Ex-Bahamas finance minister extols virtues of good leadership

Ex-Bahamas finance minister extols virtues of good leadership
CMEx

Former Bahamas Finance Minister Zhivargo Laing has extolled the virtues of good leadership, saying that they count most when people come together to achieve noble ends.

“If you are not bringing people together to work together to achieve noble ends, you are merely occupying a position, because you are not doing leadership,” Laing, also an author, economist and motivational speaker, told a packed banquet hall, at the JW Marriott Marquis hotel in Miami, in addressing “Caribbean movers and shakers” at the 2019 Caribbean Media Exchange (CMEx) Gala Leadership Awards.

“If times are good and leadership is strong, success is still not guaranteed,” added Laing, who is also a trade negotiator for The Bahamas. “Imagine then, if times are bad and leadership is poor, failure is almost inevitable.”

According to the New Jersey-based CMEx, Laing cautioned that leadership has its limitations.

“There is a mistake that people make far too often, when they think of this subject of leadership,” Laing said. “There are people who believe that, if you achieve, you succeed at leadership; and that’s not true.”

In illustrating his point, he pointed to Hurricane Dorian, which devastated parts of The Bahamas archipelago and how the essence of leadership was used for “the unifying of people first in turning them to each other. and then turning them together towards some noble end.”

As for the kind of responses needed to cope with storms in the wider Caribbean, Laing said it called for good leadership, “which turned people toward each other rather than on each other.

“This is what it will take in The Bahamas, Dominica, Puerto Rico and all the places of our world, when natural and unnatural forces have caused devastation,” he said.

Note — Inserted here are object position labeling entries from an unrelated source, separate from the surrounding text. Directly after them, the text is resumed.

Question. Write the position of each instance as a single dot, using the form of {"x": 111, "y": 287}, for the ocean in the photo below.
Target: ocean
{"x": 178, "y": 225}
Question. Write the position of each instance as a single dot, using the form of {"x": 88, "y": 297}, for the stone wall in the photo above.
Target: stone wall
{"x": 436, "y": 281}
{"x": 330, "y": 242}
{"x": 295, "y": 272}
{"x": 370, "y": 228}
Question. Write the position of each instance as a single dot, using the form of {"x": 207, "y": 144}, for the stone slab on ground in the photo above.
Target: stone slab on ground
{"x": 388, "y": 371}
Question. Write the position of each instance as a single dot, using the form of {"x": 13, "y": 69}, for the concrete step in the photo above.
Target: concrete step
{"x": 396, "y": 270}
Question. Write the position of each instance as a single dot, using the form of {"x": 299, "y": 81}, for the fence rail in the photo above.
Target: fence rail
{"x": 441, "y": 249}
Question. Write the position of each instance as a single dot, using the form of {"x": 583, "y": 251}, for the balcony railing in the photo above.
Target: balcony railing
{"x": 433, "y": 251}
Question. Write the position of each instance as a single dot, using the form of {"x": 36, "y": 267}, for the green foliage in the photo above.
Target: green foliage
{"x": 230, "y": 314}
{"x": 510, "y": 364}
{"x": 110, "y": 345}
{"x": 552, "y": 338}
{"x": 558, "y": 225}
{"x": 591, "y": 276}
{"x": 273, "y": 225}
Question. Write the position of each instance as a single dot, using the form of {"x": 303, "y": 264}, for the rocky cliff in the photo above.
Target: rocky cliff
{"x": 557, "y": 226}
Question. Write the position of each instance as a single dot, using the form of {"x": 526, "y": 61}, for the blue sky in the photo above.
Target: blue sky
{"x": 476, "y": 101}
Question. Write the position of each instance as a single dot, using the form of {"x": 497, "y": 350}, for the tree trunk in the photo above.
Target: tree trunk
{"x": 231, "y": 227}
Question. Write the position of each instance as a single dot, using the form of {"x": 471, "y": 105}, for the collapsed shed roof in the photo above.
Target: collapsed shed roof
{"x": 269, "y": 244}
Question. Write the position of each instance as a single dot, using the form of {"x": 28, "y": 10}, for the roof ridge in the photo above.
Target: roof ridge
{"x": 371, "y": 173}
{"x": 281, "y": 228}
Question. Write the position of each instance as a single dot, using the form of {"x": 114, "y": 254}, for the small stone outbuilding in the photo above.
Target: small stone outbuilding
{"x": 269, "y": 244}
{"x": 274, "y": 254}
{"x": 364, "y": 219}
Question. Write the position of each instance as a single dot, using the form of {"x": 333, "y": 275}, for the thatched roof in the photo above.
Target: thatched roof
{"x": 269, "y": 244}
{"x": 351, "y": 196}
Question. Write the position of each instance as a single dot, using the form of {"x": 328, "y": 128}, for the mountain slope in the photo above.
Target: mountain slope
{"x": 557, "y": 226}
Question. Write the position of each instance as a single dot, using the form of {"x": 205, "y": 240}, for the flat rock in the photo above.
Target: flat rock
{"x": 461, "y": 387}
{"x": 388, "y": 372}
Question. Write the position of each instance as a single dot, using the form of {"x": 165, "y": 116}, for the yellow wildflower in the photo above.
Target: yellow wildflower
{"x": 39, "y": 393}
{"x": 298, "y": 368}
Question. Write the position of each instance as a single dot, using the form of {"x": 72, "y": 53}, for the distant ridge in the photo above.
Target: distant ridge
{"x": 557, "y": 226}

“It will take leadership to rise up and say to you and say to me, for us to say to each other, you are my brother, you are my sister; and, together, I want to work with you to get some things done,” he added.

Laing, according to CMEx, urged attendees to consider “how much better off (the world) would be if the spirit that governs this room tonight was the spirit that governed every room.”

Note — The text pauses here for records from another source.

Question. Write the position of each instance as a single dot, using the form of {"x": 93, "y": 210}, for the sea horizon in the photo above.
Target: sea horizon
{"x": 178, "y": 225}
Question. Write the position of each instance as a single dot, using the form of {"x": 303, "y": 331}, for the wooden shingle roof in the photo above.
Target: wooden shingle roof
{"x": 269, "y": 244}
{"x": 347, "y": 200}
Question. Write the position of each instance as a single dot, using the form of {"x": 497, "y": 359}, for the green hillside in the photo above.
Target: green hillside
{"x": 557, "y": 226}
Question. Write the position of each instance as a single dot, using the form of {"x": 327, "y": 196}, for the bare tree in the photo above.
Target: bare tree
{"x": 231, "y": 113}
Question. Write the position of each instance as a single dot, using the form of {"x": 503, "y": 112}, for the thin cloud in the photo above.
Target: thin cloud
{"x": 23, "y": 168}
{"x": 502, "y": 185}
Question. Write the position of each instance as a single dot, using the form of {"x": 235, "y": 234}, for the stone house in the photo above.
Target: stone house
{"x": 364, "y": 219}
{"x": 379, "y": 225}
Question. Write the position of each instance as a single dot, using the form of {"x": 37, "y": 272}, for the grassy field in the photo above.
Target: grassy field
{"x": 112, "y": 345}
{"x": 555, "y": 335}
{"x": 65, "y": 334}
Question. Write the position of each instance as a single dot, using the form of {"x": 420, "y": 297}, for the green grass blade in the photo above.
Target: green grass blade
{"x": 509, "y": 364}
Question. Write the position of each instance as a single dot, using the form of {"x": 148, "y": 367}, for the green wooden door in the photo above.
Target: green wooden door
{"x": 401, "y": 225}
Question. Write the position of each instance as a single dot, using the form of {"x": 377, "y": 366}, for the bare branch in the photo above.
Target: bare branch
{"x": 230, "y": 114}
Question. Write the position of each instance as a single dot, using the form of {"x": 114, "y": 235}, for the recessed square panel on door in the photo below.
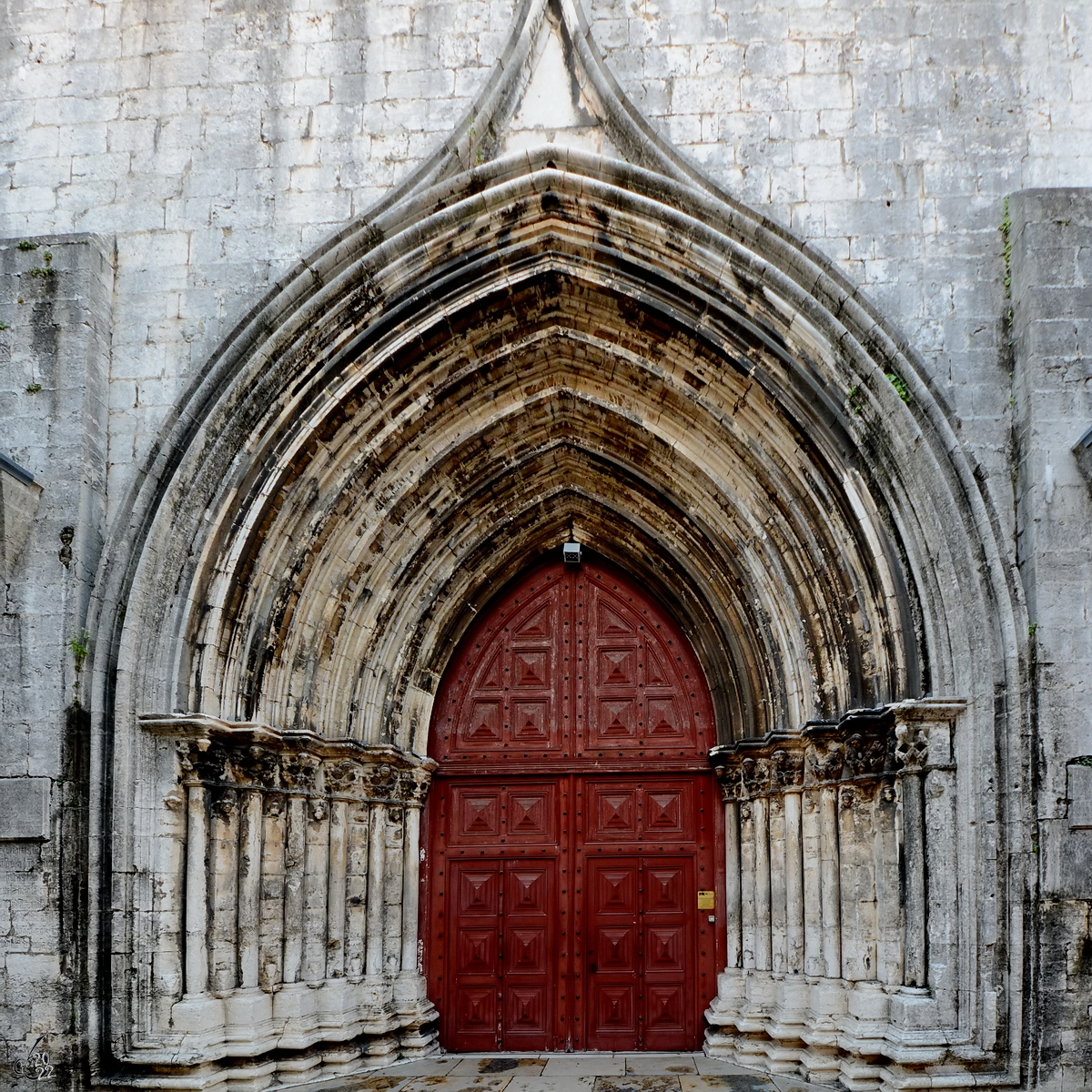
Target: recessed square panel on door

CMEx, which is headed by Barbadian journalist Bevan Springer, said its honorees included “exceptional individuals who have made contributions to the Caribbean region and beyond.”

They comprised: Chef José Andrés & World Central Kitchen; Joseph Boschulte, commissioner, US Virgin Islands Department of Tourism; Frank Comito, chief executive officer and director general, Caribbean Hotel and Tourism Association; Marlon Hill, business lawyer and civic mobilizer; Christine Kennedy, network planning & global partnership development, Delta Air Lines; and Janet Silvera, journalist and president, Montego Bay Chamber of Commerce and Industry.

The others were: Muriel Wiltord, director of The Americas, Martinique Promotion Bureau; Neki Mohan, anchor/reporter, WPLG Miami; Andy Ingraham, president and chief executive officer, NABHOOD; Richard Garafola, senior manager – Workplace Solutions, Royal Caribbean Cruises; and Dr. Binoy Chattuparambil, clinical director and chief cardiac surgeon, Health City Cayman Islands.

Springer said CMEx partnered with the Caribbean Hotel and Tourism Association Education Foundation (CHTAEF) and The Errol and Nita Barrow Educational Trust to raise funds for educational causes, including the support of Bahamian scholars impacted by the Category 5 storm, which devastated The Abacos and Grand Bahama.

The 2019 Caribbean Media Exchange (CMEx) Leadership Awards featured “the musical genius” of Trinidadian calypsonian and storyteller Lord Relator, as well as a live auction of numerous Caribbean vacation getaways, Springer said.

“CMEx encourages the media, government, travel and tourism industry professionals, governments and communities to find ways to ensure that the people and the environment of the Caribbean benefit from tourism,” Springer said.

“The nonprofit organization seeks to provide educational and humanitarian assistance to the communities it serves,” he added.